Methods Randomised ‐ yes, computer‐generated randomisation sequence
Concealment of allocation ‐ unclear; method not described
 Double‐blind ‐ no, open‐label trial, investigators blinded, parents not blinded
Intention‐to‐treat (ITT) ‐ yes
Loss to follow‐up ‐ described
Design ‐ parallel
Participants N ‐ 223 children (N = 218 children included in analysis at day 12)
Age ‐ between 6 months and 12 years
Setting ‐ secondary care: paediatric clinic of University of Texas Medical Branch (USA)
Inclusion criteria ‐ children were required to have (a) symptoms of ear infection; (b) otoscopic evidence of acute otitis media (AOM), including middle‐ear effusion; (c) non‐severe AOM
Exclusion criteria ‐ co‐morbidity requiring antibiotic treatment, anatomic defect of ear or nasopharynx, allergy to study medication, immunologic deficiency, major medical condition and/or indwelling ventilation tube or draining otitis in the affected ear(s)

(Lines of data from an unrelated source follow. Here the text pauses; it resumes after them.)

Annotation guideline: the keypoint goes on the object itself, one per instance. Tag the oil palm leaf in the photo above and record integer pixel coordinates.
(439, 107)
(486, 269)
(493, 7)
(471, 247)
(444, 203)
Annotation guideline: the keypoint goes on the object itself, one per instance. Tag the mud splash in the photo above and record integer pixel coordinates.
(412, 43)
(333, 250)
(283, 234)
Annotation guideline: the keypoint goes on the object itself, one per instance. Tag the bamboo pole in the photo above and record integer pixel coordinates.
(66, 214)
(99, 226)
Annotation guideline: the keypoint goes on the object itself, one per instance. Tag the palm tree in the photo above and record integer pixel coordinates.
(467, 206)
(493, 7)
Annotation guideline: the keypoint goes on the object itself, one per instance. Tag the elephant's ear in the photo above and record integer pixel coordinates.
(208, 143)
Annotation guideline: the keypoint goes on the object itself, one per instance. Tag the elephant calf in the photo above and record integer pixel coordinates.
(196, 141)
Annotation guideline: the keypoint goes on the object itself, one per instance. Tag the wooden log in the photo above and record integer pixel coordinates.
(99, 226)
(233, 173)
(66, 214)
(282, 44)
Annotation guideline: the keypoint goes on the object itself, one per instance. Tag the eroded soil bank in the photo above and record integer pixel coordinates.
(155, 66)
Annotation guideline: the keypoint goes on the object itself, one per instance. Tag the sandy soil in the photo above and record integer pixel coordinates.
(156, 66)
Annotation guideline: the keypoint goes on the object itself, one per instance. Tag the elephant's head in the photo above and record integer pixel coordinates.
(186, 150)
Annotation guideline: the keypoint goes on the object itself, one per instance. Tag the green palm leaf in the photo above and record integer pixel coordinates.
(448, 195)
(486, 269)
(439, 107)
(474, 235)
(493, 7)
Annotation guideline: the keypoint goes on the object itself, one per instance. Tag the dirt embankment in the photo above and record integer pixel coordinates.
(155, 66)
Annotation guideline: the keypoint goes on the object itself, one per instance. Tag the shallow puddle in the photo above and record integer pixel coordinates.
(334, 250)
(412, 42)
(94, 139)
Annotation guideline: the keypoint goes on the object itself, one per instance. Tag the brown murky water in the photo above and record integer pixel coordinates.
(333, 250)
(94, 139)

Baseline characteristics ‐ balanced
Interventions Tx ‐ immediate treatment with antibiotics: oral amoxicillin 90 mg/kg/day twice daily for 10 days; N = 112 (N = 110 included in analysis at day 12)
 C ‐ expectant observation: no immediate antibiotics; N = 111 (N = 108 included in analysis at day 12)
Children in the control group with AOM failure or recurrence received oral amoxicillin 90 mg/kg/day; children in Tx group with AOM failure or recurrence received amoxicillin‐clavulanate (90 mg/kg/day of amoxicillin component)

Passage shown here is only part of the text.